I went to Colorado earlier this week to interview for a field engineer position at Schlumberger. It's hard -- damned hard -- to get these energy companies to even look at my resume, so getting to talk to real people and be considered for a job in an oilfield was an accomplishment. I went to the Houston Chronicle's Oil and Gas career fair a few weeks ago. Nothing came out of it, except a deeply burned memory of the Halliburton recruiter rolling his eyes when he saw my resume. (The National Oilwell Varco guy was good enough to engage me with legitimate questions about my experience and capabilities.) There's something about having aerospace engineer on my resume that screams effete and ineffectual to someone recruiting for a mechanical engineering position. Nevermind that half of the aerospace engineering departments in the U.S. are joint mechanical/aerospace engineering departments because of their similarities.
OK, I got a form email from Schlumberger this evening. I didn't get the job. /curses
It's too bad I'm not in the business of being satisfied at near-success, else I'd be happy by now. Do you know what scares me? Mediocrity. Or: the idea of mediocrity. I'm not cut out for it. I'm allergic to it. I'm repelled by it. I'm knee deep in it and sinking. One thing I learned from this rejection is that I still have an ego somewhere; I felt it deflate a little tonight. Another thing I learned is that I must have some confidence left somewhere; the swift, steel toed kick to my confidence is still reverberating.
You know, I just wanted to know that I still have it. What is it? It is responding to a challenge. It is exceeding expectations. Inevitably we all move forward. Tomorrow happens, and it's a product of today and yesterday and so on. That worries me. That's what seemed so promising about this job opportunity. It seemed exactly like what I needed: a position that required work in uncomfortable places and uncomfortable hours, and he who survives thrives. It seemed like a position that required hard work and rewarded hard work. I wanted to catch up; I'm behind. I'm not working hard; I'm not in a position where there is hard work to do. As a bonus, it was outdoor work.

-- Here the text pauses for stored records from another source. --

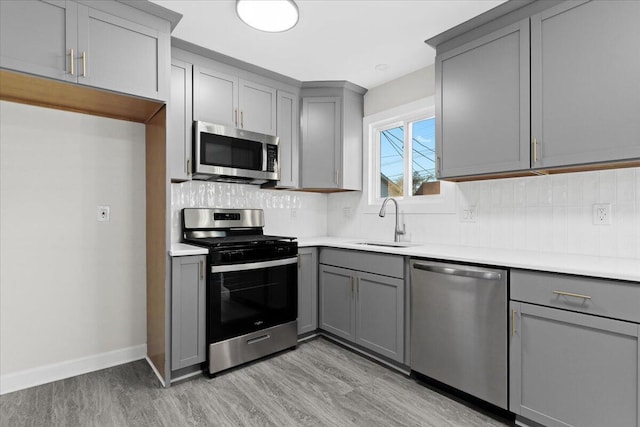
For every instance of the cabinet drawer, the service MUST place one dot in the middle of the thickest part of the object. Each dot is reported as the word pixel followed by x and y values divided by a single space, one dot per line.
pixel 614 299
pixel 386 265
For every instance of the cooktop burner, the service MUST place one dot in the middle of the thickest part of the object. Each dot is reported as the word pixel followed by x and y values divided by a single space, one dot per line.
pixel 242 239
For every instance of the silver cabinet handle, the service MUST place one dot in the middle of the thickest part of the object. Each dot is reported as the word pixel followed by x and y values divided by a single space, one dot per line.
pixel 476 274
pixel 72 57
pixel 571 294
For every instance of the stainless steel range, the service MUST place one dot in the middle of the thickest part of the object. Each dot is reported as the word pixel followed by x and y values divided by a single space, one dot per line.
pixel 252 285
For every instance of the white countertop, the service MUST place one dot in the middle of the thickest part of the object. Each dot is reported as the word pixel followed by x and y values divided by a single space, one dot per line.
pixel 182 249
pixel 609 268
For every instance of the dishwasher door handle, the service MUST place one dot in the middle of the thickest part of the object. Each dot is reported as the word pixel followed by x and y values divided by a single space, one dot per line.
pixel 476 274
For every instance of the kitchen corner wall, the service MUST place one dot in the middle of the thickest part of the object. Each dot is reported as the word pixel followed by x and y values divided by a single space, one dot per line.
pixel 286 213
pixel 72 289
pixel 540 214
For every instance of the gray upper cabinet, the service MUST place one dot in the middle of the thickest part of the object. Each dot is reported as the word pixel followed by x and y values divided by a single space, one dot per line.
pixel 307 290
pixel 482 104
pixel 361 299
pixel 225 99
pixel 257 105
pixel 215 97
pixel 571 369
pixel 321 159
pixel 36 37
pixel 107 45
pixel 585 88
pixel 118 54
pixel 331 128
pixel 188 302
pixel 179 129
pixel 288 131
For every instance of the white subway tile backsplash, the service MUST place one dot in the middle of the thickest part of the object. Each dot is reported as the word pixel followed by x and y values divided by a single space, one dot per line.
pixel 311 208
pixel 607 186
pixel 560 189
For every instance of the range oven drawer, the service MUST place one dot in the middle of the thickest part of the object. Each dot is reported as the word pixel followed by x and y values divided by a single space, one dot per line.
pixel 236 351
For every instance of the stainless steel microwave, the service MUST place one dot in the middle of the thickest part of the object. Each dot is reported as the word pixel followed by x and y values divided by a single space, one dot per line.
pixel 228 154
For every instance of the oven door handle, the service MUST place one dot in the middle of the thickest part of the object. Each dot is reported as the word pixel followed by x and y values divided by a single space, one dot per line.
pixel 253 265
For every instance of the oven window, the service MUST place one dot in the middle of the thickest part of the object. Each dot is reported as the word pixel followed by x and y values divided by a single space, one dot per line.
pixel 250 300
pixel 219 150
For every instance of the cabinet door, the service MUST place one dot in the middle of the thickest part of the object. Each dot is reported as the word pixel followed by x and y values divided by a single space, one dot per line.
pixel 573 369
pixel 215 97
pixel 380 314
pixel 121 55
pixel 257 107
pixel 179 128
pixel 321 136
pixel 585 90
pixel 482 104
pixel 288 132
pixel 307 290
pixel 337 288
pixel 188 311
pixel 36 37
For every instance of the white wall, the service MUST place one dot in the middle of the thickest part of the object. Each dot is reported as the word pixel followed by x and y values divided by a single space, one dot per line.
pixel 71 288
pixel 403 90
pixel 286 213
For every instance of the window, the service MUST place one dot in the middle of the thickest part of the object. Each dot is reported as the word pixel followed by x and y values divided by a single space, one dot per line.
pixel 405 158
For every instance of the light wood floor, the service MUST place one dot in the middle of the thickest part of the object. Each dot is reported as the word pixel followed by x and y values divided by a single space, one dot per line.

So... how can I turn this from a disaster into another opportunity. I'm not sure. See, a million years or so ago, I was a runner in high school. I have a collection of four medals from the annual regional track meet; only one matters, but it really matters because of the other three. To qualify for the state track meet, you had to place first or second. First year, 3200 meter relay: we got fifth; no state meet. Second year: we got third; no state meet. Third year: we got third; no state meet. Fourth year: we got second, and qualified for state. I still have a bag full of perseverance that I acquired from that experience. Now, however, I don't have any patience to wait for the fourth and final round. Every day feels like falling another step behind someone else. And I hate to lose -- despise it. What I'm looking for is a opportunity that can harness this.
Maybe you want to hire me. OK: Kirk Kittell on LinkedIn.
Until then, I don't know which way is up. I hope that coughing up these words is a step in moving on -- rid myself of the poison of uncertainty and disappointment, rid myself of these things and move.
Tell everybody waiting for Superman
That they should try to hold on as best they can
He hasn't dropped them, forgotten them, or anything
It's just too heavy for Superman to lift
--Flaming Lips, "Waitin' for a Superman"
What does that mean (to me)? You can't wait for Superman to fix things for you. Save yourself.